MUN international students helping one another amid coronavirus isolation advice
University's pandemic plan still evolving, but some students are taking action
As COVID-19 spread through Arzu Safarlou's home country, she recalls calling her parents daily.
"Do not go outside!" she remembers pleading with them.
Safarlou is among a tight-knit group of Iranian international students at Memorial University helping their fellow students affected by coronavirus.
With family and friends at home facing the virus, Iranians on campus were some of the first to understand the gravity of the situation, banding together to make tough decisions — cancelling flights home for the Persian New Year, for instance — in order to ensure nobody brought the virus to Newfoundland and Labrador.
They're also, so far, among the few offering to help immigrants and international students still set to land in St. John's from Iran for the spring semester, echoing a group of Chinese students and expats volunteering apartments and food for people landing here and locking themselves away for a fortnight.

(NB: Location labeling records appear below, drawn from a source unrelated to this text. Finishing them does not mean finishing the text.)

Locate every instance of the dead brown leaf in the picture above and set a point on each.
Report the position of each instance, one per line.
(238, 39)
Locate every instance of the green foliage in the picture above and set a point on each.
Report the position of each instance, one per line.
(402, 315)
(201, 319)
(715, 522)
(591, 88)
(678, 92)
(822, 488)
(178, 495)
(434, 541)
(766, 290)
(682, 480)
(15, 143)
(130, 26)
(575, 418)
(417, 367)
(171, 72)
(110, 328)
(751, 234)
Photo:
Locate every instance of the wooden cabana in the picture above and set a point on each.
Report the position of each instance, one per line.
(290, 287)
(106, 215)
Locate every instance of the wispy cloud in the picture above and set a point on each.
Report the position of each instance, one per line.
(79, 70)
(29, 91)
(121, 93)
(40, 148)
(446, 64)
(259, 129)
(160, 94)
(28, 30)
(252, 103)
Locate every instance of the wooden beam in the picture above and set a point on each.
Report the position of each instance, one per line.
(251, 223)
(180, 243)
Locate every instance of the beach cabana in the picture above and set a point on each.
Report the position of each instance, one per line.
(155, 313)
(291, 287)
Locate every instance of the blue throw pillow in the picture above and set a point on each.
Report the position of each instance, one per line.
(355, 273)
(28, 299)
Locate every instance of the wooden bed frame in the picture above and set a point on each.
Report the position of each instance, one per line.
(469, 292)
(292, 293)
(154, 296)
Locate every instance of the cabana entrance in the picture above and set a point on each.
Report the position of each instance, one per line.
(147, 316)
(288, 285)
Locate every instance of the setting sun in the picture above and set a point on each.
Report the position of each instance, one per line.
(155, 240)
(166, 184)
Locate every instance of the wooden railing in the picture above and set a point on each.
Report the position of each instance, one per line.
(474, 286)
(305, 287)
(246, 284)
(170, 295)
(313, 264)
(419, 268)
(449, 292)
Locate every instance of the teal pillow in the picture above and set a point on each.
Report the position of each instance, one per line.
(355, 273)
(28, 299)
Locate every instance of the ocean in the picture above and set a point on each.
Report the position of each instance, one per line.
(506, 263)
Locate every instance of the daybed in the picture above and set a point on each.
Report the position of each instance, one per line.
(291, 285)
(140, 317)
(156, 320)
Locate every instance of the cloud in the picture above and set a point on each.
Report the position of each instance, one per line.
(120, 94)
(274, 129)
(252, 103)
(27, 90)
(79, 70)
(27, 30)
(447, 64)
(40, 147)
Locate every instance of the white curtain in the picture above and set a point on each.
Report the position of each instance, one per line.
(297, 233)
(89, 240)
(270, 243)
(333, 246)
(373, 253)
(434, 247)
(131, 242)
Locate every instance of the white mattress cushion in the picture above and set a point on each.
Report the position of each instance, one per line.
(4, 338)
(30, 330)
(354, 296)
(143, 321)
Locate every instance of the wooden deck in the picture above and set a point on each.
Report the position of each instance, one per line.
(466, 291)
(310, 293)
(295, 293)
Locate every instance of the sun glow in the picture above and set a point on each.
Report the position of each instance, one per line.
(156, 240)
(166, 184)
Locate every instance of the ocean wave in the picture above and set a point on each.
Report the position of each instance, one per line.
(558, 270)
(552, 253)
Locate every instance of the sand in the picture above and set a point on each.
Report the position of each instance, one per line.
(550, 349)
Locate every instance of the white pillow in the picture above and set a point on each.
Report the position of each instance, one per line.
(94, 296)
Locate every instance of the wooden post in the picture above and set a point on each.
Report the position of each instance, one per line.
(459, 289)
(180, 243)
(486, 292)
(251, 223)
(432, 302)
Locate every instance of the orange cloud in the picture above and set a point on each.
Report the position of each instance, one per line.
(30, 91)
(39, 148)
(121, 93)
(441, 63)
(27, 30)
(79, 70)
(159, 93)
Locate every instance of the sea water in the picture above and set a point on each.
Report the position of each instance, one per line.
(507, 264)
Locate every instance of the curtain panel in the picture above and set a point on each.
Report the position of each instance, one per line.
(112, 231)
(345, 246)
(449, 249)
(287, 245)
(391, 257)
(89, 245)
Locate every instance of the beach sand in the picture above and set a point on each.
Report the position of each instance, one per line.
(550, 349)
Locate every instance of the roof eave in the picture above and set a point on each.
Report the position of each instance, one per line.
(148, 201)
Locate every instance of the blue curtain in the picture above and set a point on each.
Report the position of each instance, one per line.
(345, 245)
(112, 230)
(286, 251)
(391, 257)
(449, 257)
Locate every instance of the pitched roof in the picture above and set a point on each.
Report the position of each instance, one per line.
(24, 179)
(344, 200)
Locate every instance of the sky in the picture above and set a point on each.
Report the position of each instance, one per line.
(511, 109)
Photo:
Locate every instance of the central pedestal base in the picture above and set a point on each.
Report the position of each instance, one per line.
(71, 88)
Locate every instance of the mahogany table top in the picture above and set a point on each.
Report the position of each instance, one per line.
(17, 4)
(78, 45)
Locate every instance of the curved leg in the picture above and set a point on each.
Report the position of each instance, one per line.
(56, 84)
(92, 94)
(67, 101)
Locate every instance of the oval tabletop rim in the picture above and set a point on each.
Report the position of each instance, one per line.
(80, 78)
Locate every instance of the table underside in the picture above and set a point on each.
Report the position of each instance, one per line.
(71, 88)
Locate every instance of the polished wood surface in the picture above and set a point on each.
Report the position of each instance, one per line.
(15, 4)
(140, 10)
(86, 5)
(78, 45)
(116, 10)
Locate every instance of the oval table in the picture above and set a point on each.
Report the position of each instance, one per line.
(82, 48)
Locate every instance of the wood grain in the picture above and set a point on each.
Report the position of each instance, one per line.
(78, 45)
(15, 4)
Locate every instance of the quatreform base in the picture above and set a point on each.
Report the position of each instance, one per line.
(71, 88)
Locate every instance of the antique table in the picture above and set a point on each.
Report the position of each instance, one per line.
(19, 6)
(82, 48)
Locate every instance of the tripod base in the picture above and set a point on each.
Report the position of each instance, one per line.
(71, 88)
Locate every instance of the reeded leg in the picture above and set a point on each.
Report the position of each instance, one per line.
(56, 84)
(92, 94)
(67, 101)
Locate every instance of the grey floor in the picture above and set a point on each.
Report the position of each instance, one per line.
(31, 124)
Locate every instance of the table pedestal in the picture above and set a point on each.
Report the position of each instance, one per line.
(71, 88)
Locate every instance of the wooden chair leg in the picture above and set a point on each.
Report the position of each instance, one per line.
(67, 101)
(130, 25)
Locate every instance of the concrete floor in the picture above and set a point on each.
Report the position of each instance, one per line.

Members of the Iranian Students' Association, too, are offering to bring anyone in isolation groceries, look for long-term housing or help them open bank accounts.
"They want to do something good, and keep the area safe," said Mahya Soleimani, the association's president.
"They're pretty aware that it would be a disaster if something like that happened to Newfoundland."
Pandemic plans in discussion phase
MUN's Chief Risk Officer Michael Fowler told CBC News that its pandemic planning committee started formulating strategies last week.
There isn't yet a solid policy on how to deal with incoming or outgoing international students, or how to prevent the spread of COVID-19 for anyone living in residence.
The pandemic committee was last formed during the H1N1 flu outbreak in 2009.
"We would not have, I would suggest, a large capacity to put in place a quarantine-type facility," Fowler said, adding that government officials had already called to ask about the potential for using residences for that purpose.
"I think we would probably be looking to the province."
With the global situation in flux, MUN student union executive Liam O'Neill said the university is still trying to keep up, figuring out how to lessen the impact on students who may not graduate on time or be able to leave the island on schedule if the situation deteriorates.
He said looking at funding to help affected students is part of those discussions.
"Right now, the focus is how we can get through this semester," he said.
Part of that planning, O'Neill added, includes looking at residences, trying to reduce the number of people in shared living spaces, where illness could spread easily.
"That could very well be our cruise ship situation," he said.
Grassroots schemes, he added, seem necessary at the moment — but so is government support.
Provincial officials, meanwhile, don't appear to have a plan in place to help those who might be struggling to find ways to self-isolate.
Fowler couldn't say yet whether the university would have rooms or funding to offer arriving students from COVID-19 hotspots struggling to settle in and self-isolate, or helping those who can't go home.
But Soleimani's still optimistic — and if funding doesn't materialize, she's confident the community will be there to fill in the gap.